SORUMLULUK DUYMADA BÜYÜK ÖZEN

Bir defasında Çiyayê Bizinê’de gerçekleştirilecek bir baskın için Dêr bölgesinin sorumlusu Fazıl Botan arkadaş ile bir araya geldi. PKK tarihinin iki efsanevi komutanı, bu kritik eylemin planlamasını birlikte yaptılar. İki komutan, karakol eylemi öncesi emrindeki birimlerle detaylı bir taktik tartışması yürüttü. Baskını en ince ayrıntısına kadar planlamak için alanda taşlarla adeta bir karakol inşa ederek, gerillalara burada pratik savaş taktiklerini uygulattılar. Günler süren bu hazırlıkların kapsamın başarılı bir eylem için olmanın yanı sıra gerillaların güvenli bir şekilde eylemi gerçekleştirmesini de amaçlıyordu. Her iki komutan da emrindeki gerillanın darbe almadan, herhangi bir zayiat vermeden görevlerini tamamlaması için gece gündüz eylem taktiği üzerinde çalıştı. Adil ve Fazıl Botan arkadaşlar, bu özenli planlamaları ve titiz çalışmalarıyla, komutanlık anlayışlarında emrindeki gerillalara karşı duydukları sorumluluğu bir kez daha gösterdi.

KADIN GERİLLALARA DESTEK

Ben, bir kadın olarak ilk gerilla pratiğime Adil arkadaşın komutası altında başladım. O dönem, kadın gerillalar için zorlu bir süreçti. Birçok alanda sorunlar yaşanıyordu. Adil arkadaş, o zamanlar bile kadınların mücadelenin bir parçası olmasının ve kadın gerillaların varlığının önemini açıkça fark eden bir komutandı. Onun komutası altında bu mücadeleye başlamak benim için hem büyük bir değer hem de unutulmaz bir deneyimdi. Adil arkadaş, gerek eğitimde gerekse savaş pratiğine kadın gerillaların varlığına büyük önem veriyordu. Kadın gerillaların, Hareket’in gücünü artıran ve yenilmez bir güç oluşturan temel bir unsur olduğunu ilk anlayan komutanlardan biriydi. Kadınların yalnızca savaşta değil, tüm karar alma süreçlerinde yer alması gerektiğine inanıyordu. Onların düşüncelerini dinler, önemser ve bu değerlerin gerillanın başarısına katkı sağlayacağını öngörüyordu.

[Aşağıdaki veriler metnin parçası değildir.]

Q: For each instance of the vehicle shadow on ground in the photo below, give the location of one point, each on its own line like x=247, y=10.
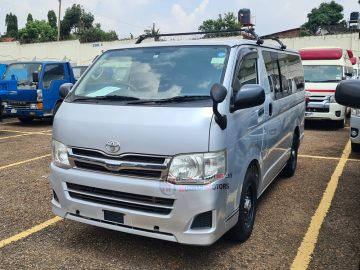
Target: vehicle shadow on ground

BUGÜN İÇİN EMEKLERİ BÜYÜKTÜ

Onun bulunduğu alanda, kadın gerillaların eğitimi ve gelişimi onun için daima öncelikliydi. Kadınların özgüven kazanması, inisiyatif alması ve sorumluluk üstlenmesi konusunda büyük bir emek harcardı. Adil arkadaş, o dönemin feodal koşullarında kadınları teşvik eden, pozitif ayrımcılıkla onların potansiyellerini açığa çıkaran ve kendilerine güvenmelerini sağlayan bir komutandı. Onun komutanlık anlayışı, kadın savaşçıların ön planda yer almasının gelecekte yaratacağı etkilerin farkındaydı. Kadınların savaş pratiği ve diğer sorumluluklarda aktif rol üstlenmesinin hareketin geleceği için önemini gören ve bunu savunan bir vizyon sahibiydi. Bugün kadın gerillaların geldiği aşamada, Adil arkadaşın emeğinin büyük olduğunu düşünüyorum. O, yalnızca bir komutan değil, kadın mücadelesini sahiplenen ve bu mücadeleyi ileriye taşıyan bir komutandı.

UNUTULMAZ BİR KOMUTANDIR

Adil arkadaş, savaş pratiğinde geliştirdiği yenilikçi taktikler ve alan tutmaya yönelik özgün stratejileriyle PKK tarihinin efsanevi komutanları arasındaki yerini aldı. Sadece düşman karşısındaki cesareti ile değil, iç zorluklara karşı gösterdiği dirayetli duruşuyla da unutulmaz bir komutandır. Özelikle tasfiye sürecinde, beraberliğin korunması ve bölünmelerin önlenmesi adına iç nifaklara karşı kararlı bir duruş sergiledi.”